1.1 Zweck der Vorschrift
Rz. 1
§ 394 AO regelt den Eigentumsübergang von Sachen, die ein Unbekannter, der bei einer Steuerstraftat betroffen worden ist, zurückgelassen hat. Die Vorschrift bezweckt eine Vereinfachung des Einziehungsverfahrens. Ist ihr Tatbestand erfüllt, entfällt das objektive Einziehungsverfahren. Sie gilt nicht im Bußgeldverfahren, da sie im Katalog des § 410 Abs. 1 AO nicht aufgelistet ist. Auch wenn sie sich grundsätzlich auf alle Steuerstraftaten bezieht, kommt ihre Anwendung allenfalls bei Bannbruch, Schmuggel oder Steuerhehlerei in Betracht. § 394 AO hat nur eingeschränkte Bedeutung, denn er kommt nur zur Anwendung, wenn ein:
- "subjektives" Einziehungsverfahren nicht in Betracht kommt, weil alle Tatbeteiligten unbekannt sind;
- "objektives" Einziehungsverfahren ebenfalls ausscheidet, weil der Eigentümer der Sache unbekannt und demgemäß ein Einziehungsbeteiligter, gegen den ein Verfahren geführt werden könnte, nicht vorhanden ist.
1.2 Eigentumsübergang
Rz. 2
Die beschlagnahmten oder sonst sichergestellten Sachen, die ein Unbekannter zurückgelassen hat, der bei einer Steuerstraftat auf frischer Tat angetroffen wurde, gehen kraft Gesetzes nach Ablauf eines Jahres in das Eigentum des Staates über, wenn der Eigentümer unbekannt ist. Das Eigentum an diesen Sachen fällt an die steuerberechtigte Körperschaft, beim Bannbruch immer an die Bundesrepublik.

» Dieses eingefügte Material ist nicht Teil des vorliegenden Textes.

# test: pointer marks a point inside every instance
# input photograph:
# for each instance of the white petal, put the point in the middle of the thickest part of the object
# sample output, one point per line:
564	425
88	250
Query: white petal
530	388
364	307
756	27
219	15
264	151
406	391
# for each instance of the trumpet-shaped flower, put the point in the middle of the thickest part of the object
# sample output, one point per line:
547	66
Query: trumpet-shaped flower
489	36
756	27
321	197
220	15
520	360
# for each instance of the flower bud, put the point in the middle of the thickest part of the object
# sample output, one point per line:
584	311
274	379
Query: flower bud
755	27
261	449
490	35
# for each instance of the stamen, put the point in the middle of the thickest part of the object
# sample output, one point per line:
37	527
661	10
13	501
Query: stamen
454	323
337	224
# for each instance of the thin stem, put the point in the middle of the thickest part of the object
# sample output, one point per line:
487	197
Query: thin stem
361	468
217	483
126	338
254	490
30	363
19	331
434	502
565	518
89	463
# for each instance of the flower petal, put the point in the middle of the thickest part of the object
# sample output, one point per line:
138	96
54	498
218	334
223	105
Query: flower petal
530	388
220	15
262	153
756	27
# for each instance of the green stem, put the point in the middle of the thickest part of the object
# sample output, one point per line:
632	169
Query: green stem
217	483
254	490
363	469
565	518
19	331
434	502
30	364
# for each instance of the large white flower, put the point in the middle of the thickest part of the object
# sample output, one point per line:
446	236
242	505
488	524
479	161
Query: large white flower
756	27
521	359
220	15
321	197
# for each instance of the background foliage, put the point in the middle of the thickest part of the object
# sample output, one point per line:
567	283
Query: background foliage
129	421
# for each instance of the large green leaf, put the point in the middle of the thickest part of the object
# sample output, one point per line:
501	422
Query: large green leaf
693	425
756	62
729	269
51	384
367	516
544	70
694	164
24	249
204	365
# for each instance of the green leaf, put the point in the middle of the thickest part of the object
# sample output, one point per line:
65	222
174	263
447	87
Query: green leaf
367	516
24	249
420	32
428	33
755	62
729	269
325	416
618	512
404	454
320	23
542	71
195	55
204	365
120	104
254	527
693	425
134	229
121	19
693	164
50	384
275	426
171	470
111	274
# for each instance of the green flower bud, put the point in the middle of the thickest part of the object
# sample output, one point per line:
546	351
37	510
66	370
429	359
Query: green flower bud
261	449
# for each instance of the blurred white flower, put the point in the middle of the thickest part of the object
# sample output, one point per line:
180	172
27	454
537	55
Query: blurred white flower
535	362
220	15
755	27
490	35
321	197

1.3 Verfassungsmäßigkeit der Vorschrift
Rz. 3
Gegen die Verfassungsmäßigkeit dieser Vorschrift werden Bedenken erhoben. Danach soll eine Vereinfachungsvorschrift des vorliegenden Inhalts rechtsstaatswidrig sein, da das Eigentum entschädigungslos übergeht. Zudem werde die Entscheidung durch eine Verwaltungsbehörde getroffen, dies bedeute einen Entzug des gesetzlichen Richters und verstoße damit gegen Art. 92 GG und gegen Art. 101 Abs. 1 S. 2 GG.
Das Bundesverfassungsgericht sieht in der Einziehung spätestes seit der Reform der Vermögensabschöpfung keinen Strafcharakter, da sie sich nicht am Schuldgrundsatz orientiert.
Rz. 3a
Der Eigentumsübergang nach § 394 AO ist kein Fall der Enteignung, in dem nach Art. 14 Abs. 3 GG eine gesetzliche Entschädigung vorgesehen sein muss. Die Vorschrift enthält vielmehr eine Inhaltsregelung für das Eigentum, die anderen Vorschriften mit ähnlichem Inhalt entspricht. Ohne oder gar gegen den Willen des Eigentümers geht das Eigentum z. B. auch durch Buchersitzung, gutgläubigen Erwerb, Ersitzung und im Fall des Funds über. Bei Unkenntnis und längerem Unbekanntbleiben der Person des Eigentümers trotz öffentlicher Bekanntmachung besteht kein vorrangiges schutzwürdiges Interesse des bisherigen Eigentümers auf Erhaltung seines Rechts, zumal in den erfassten Fällen eine Wahrscheinlichkeit für die sonst mögliche Einziehung nach § 375 Abs. 2 AO besteht.